Upper Part of the Thigh Region
Only the sciatic nerve can be constantly blocked at this
level. Extension to the posterior cutaneous nerve of the thigh is
unpredictable. Two approaches are generally described: an anterior and
a lateral approach. In all cases, the sciatic nerve is approached at
the level of the lesser trochanter. These approaches are frequently
associated with a direct contact of the femoral shaft before reaching
the nerve. Moreover, the nerve is deep (8 to 12 cm). Therefore, it is
generally difficult to reorient the needle to perform a two-stimulation
technique. In the anterior approach, because the needle approaching the
sciatic nerve comes close to the femoral nerve, it is necessary to
immediately switch on the nerve stimulator after passing the skin. One
of the problems encountered with the anterior approach is the
difficulty in reaching the nerve when it is located under the femoral
shaft. It has been shown that when the needle is inserted at the level
of the lesser trochanter, an internal rotation of the leg facilitates
the approach to the sciatic nerve.
Popliteal Region
The popliteal region is a triangle, with a base
corresponding to the popliteal crease and limited medially by the
semi-tendinous and semi-membranous muscles and laterally by the biceps
femoris muscle and its tendons. Different approaches to the sciatic
nerve have been described, and all can be grouped into posterior and
lateral approaches. Of the various posterior approaches to the
popliteal fossa, high approaches are most logical.

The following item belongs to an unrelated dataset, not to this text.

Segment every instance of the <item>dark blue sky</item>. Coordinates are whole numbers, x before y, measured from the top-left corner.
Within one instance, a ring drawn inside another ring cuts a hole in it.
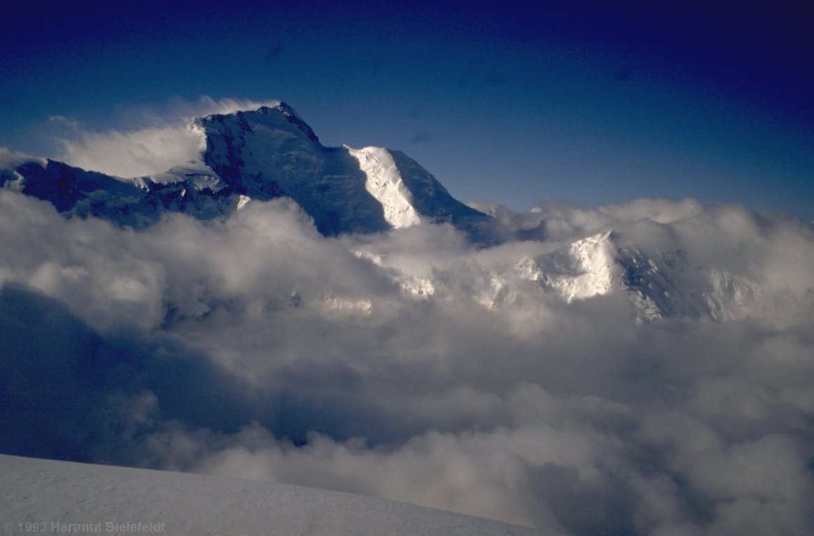
[[[814,218],[802,2],[63,3],[5,8],[2,147],[53,156],[52,116],[127,130],[180,99],[278,99],[323,143],[400,149],[464,200]]]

There is no risk of
vessel puncture above the adductor hiatus because it is not close to
any vessels there; below the adductor hiatus, the risk of puncturing
popliteal vessels increases as the approach becomes lower and the
distance between the nerve and the vessels decreases. Moreover, the
higher is the approach and the closer are the two branches of the
sciatic nerve. This is especially important when a perineural catheter
is placed. The posterior approaches near the popliteal crease must be
avoided because popliteal vessels lie immediately anterior or behind
the tibial nerve, thus increasing the risk of vessel puncture. For the
lateral approach, there is also a theoretical risk of popliteal vessel
puncture, but this risk is limited if the needle is directed at a 25°
to 30° angle.
The union of the medial and lateral sural nerves that
comprises the sural nerve may occur at different levels in the
popliteal region. Consequently, at the level of the popliteal fossa,
the block of the sural nerve is sometimes incomplete.